At present, a kind of political mirror image of that situation is taking place in the territories. Just as 30 years ago, the camp of Jordan supporters became irrelevant, today the same is true of the camp of the PLO and Fatah: They are traditional, old-fashioned, disintegrating, defeated and irrelevant. The Palestinian public does not like them and prefers the Hamas radicals to them. The public has become disgusted with the PLO and Fatah, one reason being that they failed. They promised a diplomatic struggle and an independent state with Jerusalem as its capital, and brought distress and siege. From their ruins, organizations of "opposition brigades" or "popular committees," who resemble Hamas in their ideology and their activity, are constantly arising.

In light of this, there has been a recent renewal of relations between West Bank Palestinians and the Hashemite government in Amman. Although King Abdullah II declares he has no political intentions west of the Jordan River, his former prime minister Abdul Salam al-Majali has several times raised the idea of confederation or federation between the two banks. In East Jerusalem, Jordan has completed its takeover of Islamic institutions on the Temple Mount, and 250,000 Arabs in the city can receive a laissez-passer to Jordan, a kind of passport, which is valid for five years.

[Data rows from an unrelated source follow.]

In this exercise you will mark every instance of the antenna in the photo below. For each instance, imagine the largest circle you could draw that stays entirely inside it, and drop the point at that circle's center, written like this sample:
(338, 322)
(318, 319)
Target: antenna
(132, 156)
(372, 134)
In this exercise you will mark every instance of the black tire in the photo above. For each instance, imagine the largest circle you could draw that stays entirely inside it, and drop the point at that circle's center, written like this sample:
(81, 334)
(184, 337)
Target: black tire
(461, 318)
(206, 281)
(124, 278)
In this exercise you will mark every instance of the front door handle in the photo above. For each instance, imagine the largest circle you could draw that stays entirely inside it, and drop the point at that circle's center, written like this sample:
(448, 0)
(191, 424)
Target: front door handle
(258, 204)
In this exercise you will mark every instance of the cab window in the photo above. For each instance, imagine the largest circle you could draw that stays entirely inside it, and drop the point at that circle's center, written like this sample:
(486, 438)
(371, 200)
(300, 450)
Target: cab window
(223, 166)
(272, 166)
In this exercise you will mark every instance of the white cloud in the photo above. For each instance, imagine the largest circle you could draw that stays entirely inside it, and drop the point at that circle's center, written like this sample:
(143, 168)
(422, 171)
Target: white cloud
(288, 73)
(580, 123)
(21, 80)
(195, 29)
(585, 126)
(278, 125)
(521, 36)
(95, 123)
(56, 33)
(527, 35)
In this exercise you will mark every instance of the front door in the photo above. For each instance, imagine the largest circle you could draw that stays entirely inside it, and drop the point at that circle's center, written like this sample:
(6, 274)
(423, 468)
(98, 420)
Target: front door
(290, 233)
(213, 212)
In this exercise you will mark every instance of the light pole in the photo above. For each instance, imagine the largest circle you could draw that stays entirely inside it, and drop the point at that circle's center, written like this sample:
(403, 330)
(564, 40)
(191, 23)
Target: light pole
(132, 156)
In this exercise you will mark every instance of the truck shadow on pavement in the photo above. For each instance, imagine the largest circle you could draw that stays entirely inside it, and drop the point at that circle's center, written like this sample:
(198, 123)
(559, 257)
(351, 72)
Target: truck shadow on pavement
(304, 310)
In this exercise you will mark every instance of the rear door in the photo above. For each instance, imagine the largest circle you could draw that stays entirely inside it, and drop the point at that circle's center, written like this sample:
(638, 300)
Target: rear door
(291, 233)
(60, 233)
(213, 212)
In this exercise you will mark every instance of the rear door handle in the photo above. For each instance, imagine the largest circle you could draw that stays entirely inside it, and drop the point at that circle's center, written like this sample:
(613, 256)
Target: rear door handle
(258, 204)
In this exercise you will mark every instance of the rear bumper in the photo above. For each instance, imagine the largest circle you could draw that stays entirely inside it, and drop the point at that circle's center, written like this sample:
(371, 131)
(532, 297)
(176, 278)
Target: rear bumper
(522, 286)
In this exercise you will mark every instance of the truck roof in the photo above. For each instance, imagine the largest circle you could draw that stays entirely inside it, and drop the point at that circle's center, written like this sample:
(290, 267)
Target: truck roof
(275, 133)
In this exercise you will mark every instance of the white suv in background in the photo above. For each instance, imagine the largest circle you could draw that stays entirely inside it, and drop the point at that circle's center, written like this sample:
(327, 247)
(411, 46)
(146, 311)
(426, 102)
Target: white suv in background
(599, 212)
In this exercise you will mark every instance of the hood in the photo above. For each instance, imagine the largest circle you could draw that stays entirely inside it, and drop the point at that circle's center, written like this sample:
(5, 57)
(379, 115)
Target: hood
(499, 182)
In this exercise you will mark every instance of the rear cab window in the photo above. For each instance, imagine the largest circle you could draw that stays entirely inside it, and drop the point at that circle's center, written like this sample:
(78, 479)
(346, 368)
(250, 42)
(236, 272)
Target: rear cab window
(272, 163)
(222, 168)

In the West Bank, which is imprisoned between Israel and Jordan, a type of physical law is in place: The more Israel severs itself from Judea and Samaria by means of fences, walls, roadblocks and terminals, the more the border between the West Bank and the eastern side of the Jordan opens. For example, if a resident of Nablus cannot go abroad via the Ben Gurion International Airport or engage in commerce via the Haifa and Ashdod ports, he has no choice but to do so via Amman and Aqaba.

Today the relations between Fatah and PLO activists on the West Bank on the one hand, and the Jordanian government on the other, are calmer than in the past. At a festive gathering held in Aqaba a few weeks ago, veteran PLO activists sat next to King Abdullah. VIPs from the West Bank, including Marxists, communists and nationalists, who only a few years ago were mortal enemies of the Hashemite royal family, are now guests and friends of the traditional administration in Amman.

Presumably, Jordan could now say to the Palestinians: "You are incapable of reaching an agreement with Israel, let us do it for you."

But Abdullah and his people don't want that, after having been burned in the past. However, it is possible that there are some people in Jordan who are waiting for the moment when it will become clear that the Palestinian nationalist movement, i.e. the PLO and Fatah, has failed, whereas Hamas is unable to come to the rescue. They hope that then leaders like Jabari of Hebron will come and ask, as they did 60 years ago: Please, annex us.